Adventures in potty training

Perrin has recently taken an interest in the potty. Yay! Up until now, he's enjoyed playing in the toilet, flushing the toilet, and occasionally throwing items in the toilet, but not doing anything, um, productive in it. But for the last couple of weeks, he's really impressed me. I'd say he's using the potty at least 50% of the time now. (Which means we're saving 50% on diapers--woo hoo!)

A couple of hiccups we've run into along the way:
1. When it's time to get down to business, only the grown-up potty will do. He refuses to use his cute soccer ball potty chair that we bought for him. I'm not sure why... it even cheers for him. But alas, the soccer ball goes largely unused... except for when he wants something to sit on while he's watching cartoons. Then he'll drag it into the living room and plop down on it like it's a recliner. Classy.

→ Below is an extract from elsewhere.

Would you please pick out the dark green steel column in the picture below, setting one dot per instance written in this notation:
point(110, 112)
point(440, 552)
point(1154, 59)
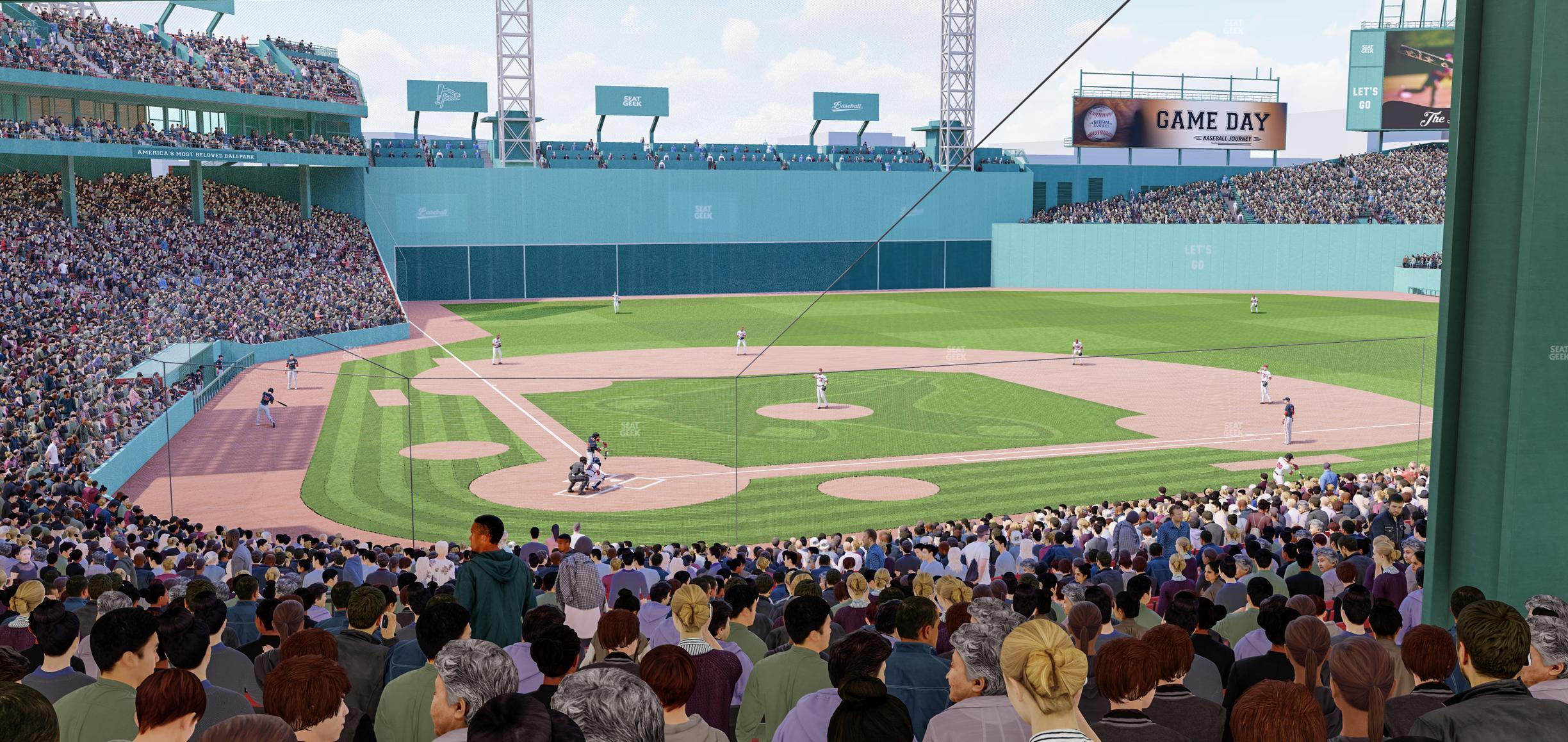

2. Perrin has been sitting down to pee, which works great. But a few days ago I guess he realized that Daddy gets to stand and pee, and now I cannot get that boy to put his butt on the toilet seat to save my life. He insists on standing. The problem is that he's not tall enough to reach the potty on his own, and his aim isn't that great. My attempts to hold him over the toilet and aim him have resulted mostly in temper tantrums and a big mess to clean. I've wrestled with him over this issue for the last couple of days, and I'm finally throwing in the towel. Trey is at the store as we speak looking for a nice step stool so that Perrin can stand up to pee and I don't have to spray down the entire bathroom with bleach every time afterwards (I hope).

3. Now that Perrin is in the midst of potty training, he's interested in all things potty related. He loves books about potties; he loves playing with potties; he loves talking about pee pee and poo poo. This is a fair warning to you: if you need to use the bathroom and Perrin is in the near vicinity, he WILL want to stand three inches away and watch your every move. He'll also tear a 10-foot wad of toilet paper off the roll for you and flush the toilet for you--whether you're ready or not.

All in all, I can't complain. Potty training is messy business, but we are inching our way closer to the days of no more diapers (does anyone else hear the Hallelujah chorus?)

1 comment:

  1. Aunt Kay told us that to get her boys to have more accurate aim she turned the water off to the toilet, drained the water in the toilet and then with red nail polish painted a bulls eye in the bottom of the toilet.